Fire: Shelter for yourself and your belongings in a fire (temperatures max at around 2200 F and average 1800
F, source). Protection includes: Smoke alarms, multiple fire extinguishers (example), 2 exits per room (emergency ladders for upstairs rooms – example), hoods or masks for being able to breathe while escaping smoke (example; example; example; Israeli citizens use these but there’s some talk about them being sold as new when they are not and leaking and being
obsolete; NIOSH-approved respirators such as these disposable masks; 3M overview on respirator selection; CDC article; 44 mm nato canisters are most available), UL-listed fire- and burglar-rated safe for valuables (Example; See this article talking about an alternative rating system; Not-UL listed example).
Clothing is your personal mobile shelter.
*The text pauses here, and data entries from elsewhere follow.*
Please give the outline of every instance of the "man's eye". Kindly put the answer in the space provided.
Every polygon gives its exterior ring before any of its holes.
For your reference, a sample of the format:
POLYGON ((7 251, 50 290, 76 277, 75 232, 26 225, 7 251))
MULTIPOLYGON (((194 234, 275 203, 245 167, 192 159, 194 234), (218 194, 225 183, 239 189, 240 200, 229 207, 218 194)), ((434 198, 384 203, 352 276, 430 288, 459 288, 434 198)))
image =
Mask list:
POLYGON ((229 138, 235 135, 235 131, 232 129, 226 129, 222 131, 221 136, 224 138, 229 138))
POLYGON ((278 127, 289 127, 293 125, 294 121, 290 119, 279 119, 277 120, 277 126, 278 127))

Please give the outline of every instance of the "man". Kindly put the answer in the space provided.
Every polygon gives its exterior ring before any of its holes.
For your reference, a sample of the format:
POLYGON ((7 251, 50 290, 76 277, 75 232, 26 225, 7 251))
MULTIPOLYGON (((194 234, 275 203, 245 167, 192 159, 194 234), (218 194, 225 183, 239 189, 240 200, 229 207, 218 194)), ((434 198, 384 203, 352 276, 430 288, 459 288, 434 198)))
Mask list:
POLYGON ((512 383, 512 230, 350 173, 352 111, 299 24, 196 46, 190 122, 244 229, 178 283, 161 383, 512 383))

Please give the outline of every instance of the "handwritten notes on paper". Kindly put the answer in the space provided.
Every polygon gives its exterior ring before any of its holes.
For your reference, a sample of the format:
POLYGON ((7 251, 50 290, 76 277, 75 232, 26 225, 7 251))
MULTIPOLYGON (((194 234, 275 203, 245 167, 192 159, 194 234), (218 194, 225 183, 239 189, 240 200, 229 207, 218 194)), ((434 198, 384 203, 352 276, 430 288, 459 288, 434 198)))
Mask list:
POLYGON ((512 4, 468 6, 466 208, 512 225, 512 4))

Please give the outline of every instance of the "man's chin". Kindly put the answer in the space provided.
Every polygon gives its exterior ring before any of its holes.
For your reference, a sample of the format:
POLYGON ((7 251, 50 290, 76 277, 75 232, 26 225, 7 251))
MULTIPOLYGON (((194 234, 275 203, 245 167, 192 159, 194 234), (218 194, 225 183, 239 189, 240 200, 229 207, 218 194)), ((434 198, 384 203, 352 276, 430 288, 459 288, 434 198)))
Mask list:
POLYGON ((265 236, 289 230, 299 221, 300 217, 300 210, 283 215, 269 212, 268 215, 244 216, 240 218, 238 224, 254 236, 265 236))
Prepare for all seasons. Consider set of clothes for each family member that is simply packed, ready, and not used otherwise. Don’t forget about gloves — they convert your hands into powerful tools for moving debris or broken glass.
Heat: Think propane heater, wood stove, or generator/car-powered inverter to power furnace
Cooking: Use your normal kitchen natural gas stove or a camp stove (propane, alcohol, etc.) or a home-made alcohol stove such as the small DIY “Fancy Feast” stove (pictured right; see here for more details) which is also a great addition for an evacuation bag or for backpacking.
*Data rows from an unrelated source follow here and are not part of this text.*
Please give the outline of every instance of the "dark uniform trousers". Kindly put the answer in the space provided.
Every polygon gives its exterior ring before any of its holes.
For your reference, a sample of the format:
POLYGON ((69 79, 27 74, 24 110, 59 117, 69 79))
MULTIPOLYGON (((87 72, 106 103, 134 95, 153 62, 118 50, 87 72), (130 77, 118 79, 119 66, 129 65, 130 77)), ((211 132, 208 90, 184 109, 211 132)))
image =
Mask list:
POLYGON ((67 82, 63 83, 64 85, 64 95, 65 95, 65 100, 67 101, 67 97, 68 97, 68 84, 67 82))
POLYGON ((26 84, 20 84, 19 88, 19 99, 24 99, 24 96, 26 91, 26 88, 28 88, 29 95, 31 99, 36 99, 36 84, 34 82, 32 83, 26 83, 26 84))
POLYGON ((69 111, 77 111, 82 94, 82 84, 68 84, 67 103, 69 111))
- Cooling: Think basement and low-power fans
- Evacuation – Alternative places to go: Outside of house but in neighborhood, Outside of neighborhood, Outside of town, Outside of country
Is your family ok? Where are they? How and where do you meet up? One could argue this is the #1 priority, but obviously you have to be alive to communicate with family, thus safety and shelter have come first on our prepping list. Consult the hyper-linked title of this section for details about communication plan (this includes who to call, including outside area people, pickup and rendezvous locations and plans, insurance information, medical information, phone numbers for police, fire, EMS, red cross, poison control, and cabs). Cell phones are incredible technologies in an emergency with apps for everything useful you can think of, including emergency scanners (e.g., 5-0 Radio Pro), Zello walkie talkie, and more. And, what if the cell towers are down? Perhaps consider HAM radio as a backup.
(4) Emergency Power. But how do keep your shelter and communication powered? Backup power: deep cycle marine battery, inverter from car, generator, solar.
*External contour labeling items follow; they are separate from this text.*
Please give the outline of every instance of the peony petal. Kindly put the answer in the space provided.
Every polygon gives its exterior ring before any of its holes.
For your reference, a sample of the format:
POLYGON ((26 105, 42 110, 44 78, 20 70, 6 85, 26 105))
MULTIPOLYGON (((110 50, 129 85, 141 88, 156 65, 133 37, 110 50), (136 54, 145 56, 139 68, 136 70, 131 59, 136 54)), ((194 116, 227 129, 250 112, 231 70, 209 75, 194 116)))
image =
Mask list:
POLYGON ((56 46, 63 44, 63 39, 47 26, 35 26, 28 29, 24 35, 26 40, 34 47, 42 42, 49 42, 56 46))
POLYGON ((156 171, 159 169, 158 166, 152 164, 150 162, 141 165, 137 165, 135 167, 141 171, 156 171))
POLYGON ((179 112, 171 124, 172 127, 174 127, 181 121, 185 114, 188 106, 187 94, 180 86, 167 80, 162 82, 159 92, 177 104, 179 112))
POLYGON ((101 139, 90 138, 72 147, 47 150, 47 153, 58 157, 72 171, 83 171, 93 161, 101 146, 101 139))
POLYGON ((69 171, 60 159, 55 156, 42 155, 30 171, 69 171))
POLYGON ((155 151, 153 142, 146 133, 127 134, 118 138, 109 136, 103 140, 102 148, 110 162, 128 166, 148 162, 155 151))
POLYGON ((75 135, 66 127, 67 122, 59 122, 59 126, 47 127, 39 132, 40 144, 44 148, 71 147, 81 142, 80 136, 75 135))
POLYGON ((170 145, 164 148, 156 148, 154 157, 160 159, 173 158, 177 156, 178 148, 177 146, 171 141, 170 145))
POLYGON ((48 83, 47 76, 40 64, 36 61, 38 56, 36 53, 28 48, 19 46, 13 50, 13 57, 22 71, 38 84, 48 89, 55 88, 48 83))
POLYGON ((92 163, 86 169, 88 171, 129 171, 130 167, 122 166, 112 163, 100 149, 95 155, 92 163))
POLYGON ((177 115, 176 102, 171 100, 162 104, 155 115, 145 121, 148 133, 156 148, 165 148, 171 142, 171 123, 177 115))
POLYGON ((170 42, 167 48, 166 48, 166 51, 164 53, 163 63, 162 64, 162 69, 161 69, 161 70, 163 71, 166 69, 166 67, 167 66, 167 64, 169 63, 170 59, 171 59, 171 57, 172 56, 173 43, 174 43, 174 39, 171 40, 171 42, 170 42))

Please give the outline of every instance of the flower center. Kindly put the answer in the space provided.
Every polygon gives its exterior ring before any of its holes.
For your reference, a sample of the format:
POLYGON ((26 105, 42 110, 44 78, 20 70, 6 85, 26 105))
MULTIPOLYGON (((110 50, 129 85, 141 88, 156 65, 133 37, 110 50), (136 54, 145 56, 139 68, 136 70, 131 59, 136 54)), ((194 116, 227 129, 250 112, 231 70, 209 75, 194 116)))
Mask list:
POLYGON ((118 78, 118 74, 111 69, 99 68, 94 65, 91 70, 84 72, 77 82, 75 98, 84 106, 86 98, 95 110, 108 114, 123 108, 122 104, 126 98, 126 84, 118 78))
(5) Water. You can die without water in days. Store 1 gallon per day per person for at least 3 days. Be able to transport, filter and purify water from other sources (e.g., rain barrels, river, lake)
(6) Food. You can die without food in weeks. 2 philosophies: (a) Store food that has long shelf life; (b) Deep larder: store what you eat, eat what you store
(7) Hygiene. Don’t forget about germs. It’s important to stay clean. The picture below is an example hygiene plan.
- A backup toilet is important. You can use a 5 gallon bucket, lined with a normal trash bag, a swimming pool noodle cut so it will overlap the lip of the bucket so you can sit on it comfortably, sawdust (a scoop per poop), and containers to urinate into and emptying outside so urine is kept separate (women can use a device like the pstyle pictured). Believe it or not, it’s the urine that makes toilets smell, so if you keep it separate, you will be in good territory. Regardless of the absence of smell, the toilet would be improved with a lid, no?
- Paper bowls for eating
- Paper towels
- Toilet paper
- Germ-ex or similar hand-wash liquids
- Garbage bags
Diversify. Cash, gold, land? Keep cash on hand.
(9) Mobility. When you need to leave home, having a location to go to (local or international), multiple routes to get there (using back roads with
something like this atlas), and multiple modes of transportation (foot, bike, boat, car; see this site) increases your options. Creating an emergency car kit is a good idea for normal times and disasters. Keep the car gas tank as full as possible: consider 1/2 full as empty.